Net income was $1.6 billion, or 40 cents per share, up from $1.4 billion a year earlier.
The automaker posted first-quarter earnings excluding items of 41 cents per share, up from 39 cents a share in the year-earlier period.
Revenue increased to $35.8 billion from $32.4 billion a year ago. Revenue in North America, the company's largest market, shot up by one-fifth during the quarter.
Analysts had expected Ford to report earnings excluding items 37 cents per share on revenue of $33.78 billion, according to a consensus estimate from Thomson Reuters.
The second-largest U.S. automaker said its European restructuring was on track.
The company said it still expected to lose $2 billion in Europe this year. Chief Financial Officer Bob Shanks told reporters that recent economic data in the region painted a cloudy picture of when Europe would eventually rebound.

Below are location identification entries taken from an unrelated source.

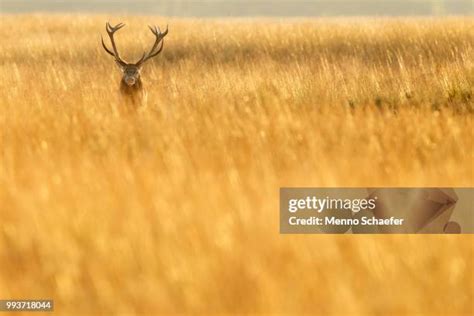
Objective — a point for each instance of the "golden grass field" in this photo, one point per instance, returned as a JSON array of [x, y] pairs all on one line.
[[172, 207]]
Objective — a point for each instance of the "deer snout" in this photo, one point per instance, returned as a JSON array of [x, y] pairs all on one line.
[[130, 81]]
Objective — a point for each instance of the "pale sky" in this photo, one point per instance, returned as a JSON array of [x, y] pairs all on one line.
[[237, 8]]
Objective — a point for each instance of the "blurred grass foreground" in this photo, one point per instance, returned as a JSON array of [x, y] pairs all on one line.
[[172, 207]]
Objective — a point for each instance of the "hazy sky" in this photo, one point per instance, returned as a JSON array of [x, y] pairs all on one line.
[[246, 7]]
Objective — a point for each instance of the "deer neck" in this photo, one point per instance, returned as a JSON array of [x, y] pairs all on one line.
[[125, 88]]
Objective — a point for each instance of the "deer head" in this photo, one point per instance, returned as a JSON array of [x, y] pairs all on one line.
[[131, 71]]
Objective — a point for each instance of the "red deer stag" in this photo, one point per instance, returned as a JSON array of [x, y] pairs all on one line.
[[131, 84]]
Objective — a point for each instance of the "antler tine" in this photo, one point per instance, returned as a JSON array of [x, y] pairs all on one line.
[[159, 39], [111, 31]]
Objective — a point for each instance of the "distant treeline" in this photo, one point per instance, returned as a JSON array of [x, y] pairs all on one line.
[[249, 8]]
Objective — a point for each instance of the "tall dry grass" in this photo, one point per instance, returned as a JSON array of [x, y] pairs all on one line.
[[173, 207]]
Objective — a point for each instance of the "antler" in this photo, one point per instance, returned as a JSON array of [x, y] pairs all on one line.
[[159, 39], [111, 31]]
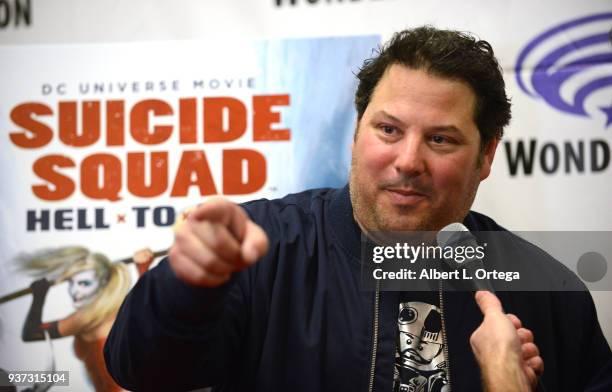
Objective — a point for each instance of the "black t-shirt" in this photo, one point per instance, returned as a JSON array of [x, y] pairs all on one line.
[[420, 362]]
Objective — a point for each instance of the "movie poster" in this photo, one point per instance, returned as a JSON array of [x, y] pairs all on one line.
[[105, 145]]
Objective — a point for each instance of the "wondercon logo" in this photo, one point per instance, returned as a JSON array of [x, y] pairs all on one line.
[[570, 67]]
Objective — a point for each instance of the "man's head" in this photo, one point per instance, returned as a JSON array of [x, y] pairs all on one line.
[[431, 108]]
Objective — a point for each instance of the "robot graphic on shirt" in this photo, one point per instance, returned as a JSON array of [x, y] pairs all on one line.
[[420, 363]]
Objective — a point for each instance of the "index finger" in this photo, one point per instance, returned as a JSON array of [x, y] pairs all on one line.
[[488, 302], [223, 211]]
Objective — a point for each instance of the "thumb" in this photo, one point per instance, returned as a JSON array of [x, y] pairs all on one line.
[[254, 244], [488, 302]]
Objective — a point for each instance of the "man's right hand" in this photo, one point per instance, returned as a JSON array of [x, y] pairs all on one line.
[[216, 240]]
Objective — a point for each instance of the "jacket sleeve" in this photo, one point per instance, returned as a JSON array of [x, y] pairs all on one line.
[[172, 336]]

In North America, Ford's pretax profit reached its highest level since at least 2000, when it began reporting the region as a separate unit. The company posted a $2.4 billion profit there, with sales volume up 17 percent.
Ford posted a $462 million loss in Europe, reflecting higher costs and the economic downturn's impact on consumer demand for new cars and trucks. In South America, Ford lost $218 million due to unfavorable exchange rates particularly in Venezuela.
In the Asia Pacific/Africa, Ford earned $6 million. In China, Ford's market share was 3.6 percent in the first quarter.